Le bombardement de la base militaire de Yavoriv peut également être interprété comme une conséquence des propos tenus samedi par le vice-ministre russe des Affaires étrangères. Lors d'un entretien à un média russe, ce dernier a indiqué que les livraisons d'armes occidentales à l'Ukraine pouvaient être considérées comme des "cibles militaires légitimes".

La base de Yavoriv a servi ces dernières années de terrain d'entraînement aux forces ukrainiennes sous l'encadrement d'instructeurs étrangers, notamment canadiens et américains. Elle a également déjà servi à des exercices conjoints menés entre l'armée ukrainienne et les troupes de l'Otan.

"C'est un avertissement presque sans frais. Même s'ils visent officiellement une cible militaire, c'est sans intérêt opérationnel pour le renforcement des moyens militaires. La base est peut-être utilisée comme infrastructure d'arrivée de livraisons d'armes, pour les missiles...", analyse sur BFMTV le lieutenant-général Michel Yakovleff.

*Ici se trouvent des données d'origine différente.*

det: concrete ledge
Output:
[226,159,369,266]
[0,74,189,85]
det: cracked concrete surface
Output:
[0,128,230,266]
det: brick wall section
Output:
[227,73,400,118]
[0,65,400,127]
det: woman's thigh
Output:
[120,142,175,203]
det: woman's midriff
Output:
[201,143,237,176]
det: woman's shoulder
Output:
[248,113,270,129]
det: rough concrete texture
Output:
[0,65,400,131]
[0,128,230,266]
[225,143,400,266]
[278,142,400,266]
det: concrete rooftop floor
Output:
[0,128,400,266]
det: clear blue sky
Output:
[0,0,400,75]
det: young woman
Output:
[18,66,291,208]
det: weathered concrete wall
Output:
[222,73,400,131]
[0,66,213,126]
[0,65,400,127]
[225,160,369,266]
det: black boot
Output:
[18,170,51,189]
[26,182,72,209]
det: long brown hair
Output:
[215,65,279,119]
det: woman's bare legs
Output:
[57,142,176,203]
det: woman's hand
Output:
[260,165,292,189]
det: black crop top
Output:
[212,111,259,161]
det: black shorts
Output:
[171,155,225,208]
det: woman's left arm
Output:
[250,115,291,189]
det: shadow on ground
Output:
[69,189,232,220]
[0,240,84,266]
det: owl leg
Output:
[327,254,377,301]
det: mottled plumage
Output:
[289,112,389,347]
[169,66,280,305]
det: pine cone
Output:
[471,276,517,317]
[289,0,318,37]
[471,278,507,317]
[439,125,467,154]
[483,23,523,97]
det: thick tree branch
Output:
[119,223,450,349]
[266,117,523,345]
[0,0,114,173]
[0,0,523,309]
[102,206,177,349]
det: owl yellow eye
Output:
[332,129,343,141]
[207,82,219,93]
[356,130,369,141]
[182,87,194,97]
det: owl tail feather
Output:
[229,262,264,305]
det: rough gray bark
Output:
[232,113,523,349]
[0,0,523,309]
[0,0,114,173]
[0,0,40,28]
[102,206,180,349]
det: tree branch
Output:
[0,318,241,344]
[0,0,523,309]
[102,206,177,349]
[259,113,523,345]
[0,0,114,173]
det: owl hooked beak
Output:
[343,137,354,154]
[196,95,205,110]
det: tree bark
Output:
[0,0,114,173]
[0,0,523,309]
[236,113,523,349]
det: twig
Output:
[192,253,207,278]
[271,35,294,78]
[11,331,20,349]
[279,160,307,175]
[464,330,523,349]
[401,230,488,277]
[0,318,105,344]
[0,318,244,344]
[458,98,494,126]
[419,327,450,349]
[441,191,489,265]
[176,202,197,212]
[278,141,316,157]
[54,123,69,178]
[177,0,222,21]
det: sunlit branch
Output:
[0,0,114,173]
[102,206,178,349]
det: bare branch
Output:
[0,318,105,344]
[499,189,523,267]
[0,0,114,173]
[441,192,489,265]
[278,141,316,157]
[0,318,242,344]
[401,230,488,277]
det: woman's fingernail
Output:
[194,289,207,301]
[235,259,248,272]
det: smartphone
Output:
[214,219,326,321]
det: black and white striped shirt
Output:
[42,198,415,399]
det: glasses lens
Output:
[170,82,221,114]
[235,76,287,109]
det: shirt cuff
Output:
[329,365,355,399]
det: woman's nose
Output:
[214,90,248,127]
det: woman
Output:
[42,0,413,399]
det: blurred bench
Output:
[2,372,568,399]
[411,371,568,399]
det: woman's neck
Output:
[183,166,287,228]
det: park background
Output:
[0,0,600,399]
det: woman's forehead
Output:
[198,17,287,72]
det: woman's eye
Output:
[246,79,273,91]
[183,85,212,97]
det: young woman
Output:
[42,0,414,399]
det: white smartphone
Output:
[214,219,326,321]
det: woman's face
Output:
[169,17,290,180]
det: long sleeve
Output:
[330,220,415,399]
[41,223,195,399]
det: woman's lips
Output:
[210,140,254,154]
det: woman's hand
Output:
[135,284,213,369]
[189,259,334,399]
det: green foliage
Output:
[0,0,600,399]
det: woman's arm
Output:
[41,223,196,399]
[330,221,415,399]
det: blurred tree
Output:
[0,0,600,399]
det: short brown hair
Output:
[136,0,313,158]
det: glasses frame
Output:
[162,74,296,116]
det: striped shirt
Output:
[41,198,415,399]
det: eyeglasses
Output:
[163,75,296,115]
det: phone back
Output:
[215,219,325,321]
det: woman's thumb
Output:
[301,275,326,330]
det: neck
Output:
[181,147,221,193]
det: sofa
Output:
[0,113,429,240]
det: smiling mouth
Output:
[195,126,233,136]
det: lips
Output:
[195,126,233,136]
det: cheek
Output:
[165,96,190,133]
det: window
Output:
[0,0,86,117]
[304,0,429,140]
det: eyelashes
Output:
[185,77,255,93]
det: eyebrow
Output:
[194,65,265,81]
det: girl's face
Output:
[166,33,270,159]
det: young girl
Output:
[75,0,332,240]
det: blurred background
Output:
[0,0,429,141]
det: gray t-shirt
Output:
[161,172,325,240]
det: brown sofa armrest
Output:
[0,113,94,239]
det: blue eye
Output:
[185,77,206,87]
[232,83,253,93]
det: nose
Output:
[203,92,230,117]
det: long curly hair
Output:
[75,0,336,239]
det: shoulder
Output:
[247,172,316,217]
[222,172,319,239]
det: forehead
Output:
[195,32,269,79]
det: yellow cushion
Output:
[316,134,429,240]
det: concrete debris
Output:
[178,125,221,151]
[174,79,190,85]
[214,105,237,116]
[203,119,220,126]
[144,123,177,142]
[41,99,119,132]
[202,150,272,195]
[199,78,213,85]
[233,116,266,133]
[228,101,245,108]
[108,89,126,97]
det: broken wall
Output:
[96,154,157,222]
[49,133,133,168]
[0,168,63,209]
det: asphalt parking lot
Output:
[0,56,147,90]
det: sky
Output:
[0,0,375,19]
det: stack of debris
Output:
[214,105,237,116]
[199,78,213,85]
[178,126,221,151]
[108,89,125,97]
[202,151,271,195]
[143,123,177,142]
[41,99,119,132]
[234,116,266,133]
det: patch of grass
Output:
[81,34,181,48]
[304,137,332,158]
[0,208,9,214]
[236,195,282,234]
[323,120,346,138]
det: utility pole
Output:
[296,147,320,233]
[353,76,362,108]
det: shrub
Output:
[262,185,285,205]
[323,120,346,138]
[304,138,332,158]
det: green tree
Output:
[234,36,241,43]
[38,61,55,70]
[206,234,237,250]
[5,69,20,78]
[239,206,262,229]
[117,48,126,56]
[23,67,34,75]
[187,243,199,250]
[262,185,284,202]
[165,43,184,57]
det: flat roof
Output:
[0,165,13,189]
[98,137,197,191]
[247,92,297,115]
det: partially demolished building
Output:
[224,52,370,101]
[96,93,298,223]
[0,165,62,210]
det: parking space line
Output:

Une armée russe qui s'enlise

Mais pour Anthony Bellanger, "si un missile venait à tomber par inadvertance, je pense que la diplomatie viendrait avant les armes".

Et pour Gilles Maintré, il ne serait pas dans l'intérêt de Moscou d'élargir le conflit aux pays de l'Otan, alors que la guerre semble s'enliser, poussant la Russie à passer à une logique de "siège", comme l'a indiqué ce dimanche sur France info le ministre des Affaires étrangères Jean-Yves Le Drian.

"On imagine difficilement Moscou ouvrir un front supplémentaire, alors qu'on voit que la guerre s'installe, qu'il y a des problèmes de ravitaillement et de logistique", croit Gilles Maintré.